Women with Turner syndrome (TS) have high prevalence of cardiovascular anomalies. Literature suggests pregnancy is associated with a higher dissection risk, presumably preceded by aortic dilatation. Whether the aortic diameter truly changes during pregnancy in TS is not well investigated. This study aims to evaluate ascending aortic diameter change during pregnancy and reports on cardiac events during and directly after pregnancy. This tertiary hospital retrospective study investigated all TS women pregnancies (2009 to 2018). Outcome parameters included aortic diameter growth and aortic complications, specifically dissection. Thirty-five pregnancies in 30 TS women, 57% assisted by oocyte donation. Mean age at delivery 32 ± 5 years. In 27 pregnancies of 22 women imaging was available. From over 350 childless TS women a comparison group of 27 was individually matched. The median ascending aortic diameter growth between pre- and postpregnancy imaging was 1.0 mm (IQR -1.0; 2.0), no significant change (p = 0.077).
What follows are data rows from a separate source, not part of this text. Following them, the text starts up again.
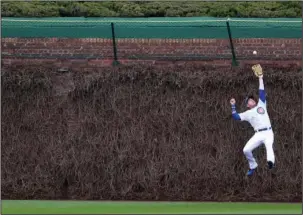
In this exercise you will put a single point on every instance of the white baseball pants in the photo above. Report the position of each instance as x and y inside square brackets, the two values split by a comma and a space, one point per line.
[266, 137]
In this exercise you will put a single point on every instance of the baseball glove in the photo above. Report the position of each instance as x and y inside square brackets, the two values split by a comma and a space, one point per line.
[257, 69]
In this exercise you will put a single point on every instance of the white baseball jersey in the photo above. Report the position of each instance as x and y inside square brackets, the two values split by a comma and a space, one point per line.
[257, 116]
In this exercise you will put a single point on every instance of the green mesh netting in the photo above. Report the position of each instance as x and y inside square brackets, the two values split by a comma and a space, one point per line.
[193, 27]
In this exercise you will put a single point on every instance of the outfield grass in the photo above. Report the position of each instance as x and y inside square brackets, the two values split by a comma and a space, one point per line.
[95, 207]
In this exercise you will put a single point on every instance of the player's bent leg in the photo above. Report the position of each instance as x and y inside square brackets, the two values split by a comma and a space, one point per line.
[270, 155]
[253, 143]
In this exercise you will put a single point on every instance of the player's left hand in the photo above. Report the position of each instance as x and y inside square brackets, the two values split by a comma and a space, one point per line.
[257, 69]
Whether the patient had a bicuspid aortic valve (p = 0.571), monosomy X or mosaic karyotype (p = 0.071) or spontaneous pregnancy or resulting from oocyte donation (p = 0.686) had no significant influence on diameter change. Aortic growth between pregnancy and matched childless group (0.23 vs 0.32 mm/year, p = 0.788) was not significant over 3.3 ± 2 versus 4.4 ± 1 years. During pregnancy or the first 6 months after delivery no aortic complications were observed. In conclusion, this study suggests pregnancy in TS women does not induce faster ascending aortic diameter increase. Also not in presence of a bicuspid aortic valve, monosomy X karyotype, and oocyte donation. No aortic complications occurred. Based on current study pregnancy in TS women seems safe.